Lessons learnt from the failure of TimeTag
I have a confession to make: I’ve developed a failed open source project! There I’ve said it, it’s now public knowledge and I can hang my head in shame… lead me to the village stocks so you can all throw rotting vegetables at me.
Happily, I don’t feel like that. Failure is, well, no big deal. Of course it does sting a little bit that I wasted an awful lot of time developing the software. What could I have done with the time had I not written the 11,184 lines of code Ohloh says I wrote? Well, I’ll never know, but…
After having a failure, any failure, it is quite healthy to take a look at it and try to figure out what mistakes were made and see if there are any lessons to be learnt.
The main mistake was to write TimeTag at all. Perhaps it would help to explain why I wrote TimeTag in the first place.
TimeTag was intended to kick start an open source network management / systems administration software ecosystem based around the PowerShell environment. (If you don’t know what PowerShell is, there is a good explanation here.)

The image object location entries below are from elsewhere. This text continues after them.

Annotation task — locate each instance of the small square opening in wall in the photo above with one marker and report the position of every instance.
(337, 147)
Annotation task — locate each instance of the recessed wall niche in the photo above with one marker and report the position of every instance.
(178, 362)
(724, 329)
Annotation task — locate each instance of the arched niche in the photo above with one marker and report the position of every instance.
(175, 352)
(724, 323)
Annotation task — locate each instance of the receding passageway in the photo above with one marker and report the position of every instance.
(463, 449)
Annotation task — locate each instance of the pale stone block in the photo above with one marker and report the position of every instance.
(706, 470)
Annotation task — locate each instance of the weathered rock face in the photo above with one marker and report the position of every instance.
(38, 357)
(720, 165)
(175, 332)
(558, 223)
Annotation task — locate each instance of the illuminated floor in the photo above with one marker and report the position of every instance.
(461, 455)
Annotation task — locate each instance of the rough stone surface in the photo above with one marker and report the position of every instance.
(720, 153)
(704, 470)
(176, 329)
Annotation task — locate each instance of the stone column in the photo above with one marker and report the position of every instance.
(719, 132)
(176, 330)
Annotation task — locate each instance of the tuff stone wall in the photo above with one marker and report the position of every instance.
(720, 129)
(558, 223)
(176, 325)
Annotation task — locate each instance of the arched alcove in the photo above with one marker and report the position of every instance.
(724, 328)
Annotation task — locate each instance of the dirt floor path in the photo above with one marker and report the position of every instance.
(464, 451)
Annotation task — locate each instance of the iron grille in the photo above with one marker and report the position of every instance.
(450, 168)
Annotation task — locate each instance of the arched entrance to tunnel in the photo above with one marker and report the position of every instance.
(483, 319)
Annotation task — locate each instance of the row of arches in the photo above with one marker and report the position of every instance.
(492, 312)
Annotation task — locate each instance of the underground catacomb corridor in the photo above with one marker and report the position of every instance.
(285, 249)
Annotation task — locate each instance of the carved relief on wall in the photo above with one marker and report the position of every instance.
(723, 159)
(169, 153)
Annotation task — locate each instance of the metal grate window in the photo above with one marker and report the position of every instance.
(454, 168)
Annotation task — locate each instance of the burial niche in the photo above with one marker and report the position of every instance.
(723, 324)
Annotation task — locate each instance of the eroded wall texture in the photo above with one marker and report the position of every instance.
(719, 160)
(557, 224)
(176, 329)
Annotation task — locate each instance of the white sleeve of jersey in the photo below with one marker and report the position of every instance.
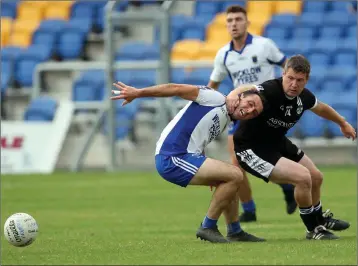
(219, 72)
(210, 97)
(274, 54)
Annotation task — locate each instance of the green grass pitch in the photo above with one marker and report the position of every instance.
(138, 218)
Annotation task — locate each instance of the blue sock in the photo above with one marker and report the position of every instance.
(234, 228)
(209, 223)
(249, 206)
(286, 187)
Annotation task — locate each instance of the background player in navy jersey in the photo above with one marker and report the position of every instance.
(179, 155)
(247, 59)
(273, 157)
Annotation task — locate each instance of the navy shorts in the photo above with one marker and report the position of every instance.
(232, 127)
(179, 169)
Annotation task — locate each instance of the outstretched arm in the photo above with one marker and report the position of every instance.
(325, 111)
(128, 93)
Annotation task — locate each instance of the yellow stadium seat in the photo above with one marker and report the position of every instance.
(215, 32)
(57, 11)
(208, 51)
(25, 26)
(6, 24)
(293, 7)
(20, 39)
(260, 7)
(219, 19)
(185, 50)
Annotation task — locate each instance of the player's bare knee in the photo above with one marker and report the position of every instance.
(303, 179)
(317, 178)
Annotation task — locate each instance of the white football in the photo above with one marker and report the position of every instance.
(20, 229)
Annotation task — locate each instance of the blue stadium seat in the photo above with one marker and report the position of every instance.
(326, 44)
(337, 18)
(319, 57)
(283, 19)
(6, 74)
(345, 57)
(198, 76)
(72, 39)
(315, 6)
(312, 125)
(194, 33)
(339, 6)
(351, 31)
(304, 32)
(137, 50)
(311, 19)
(41, 109)
(8, 9)
(331, 32)
(25, 64)
(277, 32)
(206, 8)
(226, 4)
(332, 84)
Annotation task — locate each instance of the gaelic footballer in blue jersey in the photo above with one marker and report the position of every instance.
(247, 59)
(263, 149)
(179, 154)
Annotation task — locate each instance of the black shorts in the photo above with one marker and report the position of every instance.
(259, 160)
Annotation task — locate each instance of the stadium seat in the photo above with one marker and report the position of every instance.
(337, 18)
(25, 63)
(8, 9)
(283, 19)
(304, 32)
(345, 57)
(199, 76)
(137, 50)
(6, 74)
(312, 125)
(338, 6)
(293, 7)
(194, 33)
(71, 40)
(206, 8)
(315, 6)
(319, 57)
(31, 10)
(330, 32)
(185, 50)
(277, 32)
(41, 109)
(208, 51)
(263, 7)
(311, 19)
(6, 24)
(58, 10)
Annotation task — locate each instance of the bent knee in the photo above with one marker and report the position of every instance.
(303, 178)
(317, 177)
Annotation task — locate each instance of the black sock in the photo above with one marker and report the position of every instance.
(288, 191)
(319, 213)
(309, 218)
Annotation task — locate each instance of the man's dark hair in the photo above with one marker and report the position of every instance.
(299, 64)
(236, 9)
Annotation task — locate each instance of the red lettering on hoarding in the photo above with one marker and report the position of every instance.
(12, 142)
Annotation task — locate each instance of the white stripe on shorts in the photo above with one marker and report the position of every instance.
(256, 163)
(182, 166)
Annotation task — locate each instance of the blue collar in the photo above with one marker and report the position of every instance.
(247, 41)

If you want to build an ecosystem like the Linux network management / sys admin toolset, you are going to need the basic tools available to build upon. The Linux ecosystem has a few hub projects upon which most of the rest of the ecosystem build. It stands to reason that if you don’t have the hub tools, the ecosystem won’t take root.
So that’s where TimeTag came into the picture, it was my feeble attempt to build one of the hub tools for the PowerShell environment. The problem is that the Linux ecosystem didn’t develop in the way I envisaged the PowerShell environment developing.
RRDTool is the considerably more successful cousin of TimeTag. RRDTool was not written before the tools that depend upon it. Tobi Oetiker, the original author of RRDTool, also created the MRTG project. MRTG is, if not the first, then pretty close to the first, open source network monitoring application. The MRTG project originally had a very simple time series database (a mechanism for storing readings). As time went by, and MRTG was used on ever larger networks, the simple time series database didn’t scale well. RRDTool was written to provide a scalable time series database to cope the ever increasing demands placed upon MRTG.
So, rather than building one of the hub projects (a RRDTool equivalent) I should have started by building a MRTG equivalent for PowerShell instead. Then, if that had been successful, I should have written TimeTag. Instead of founding a project it would probably have been better to join the PolyMon project as a developer and then extracted the time series database into PowerShell.
Ain’t hindsight a wonderful thing?!
Update: the TimeTag repo is now hosted on Github. Feel free to fork.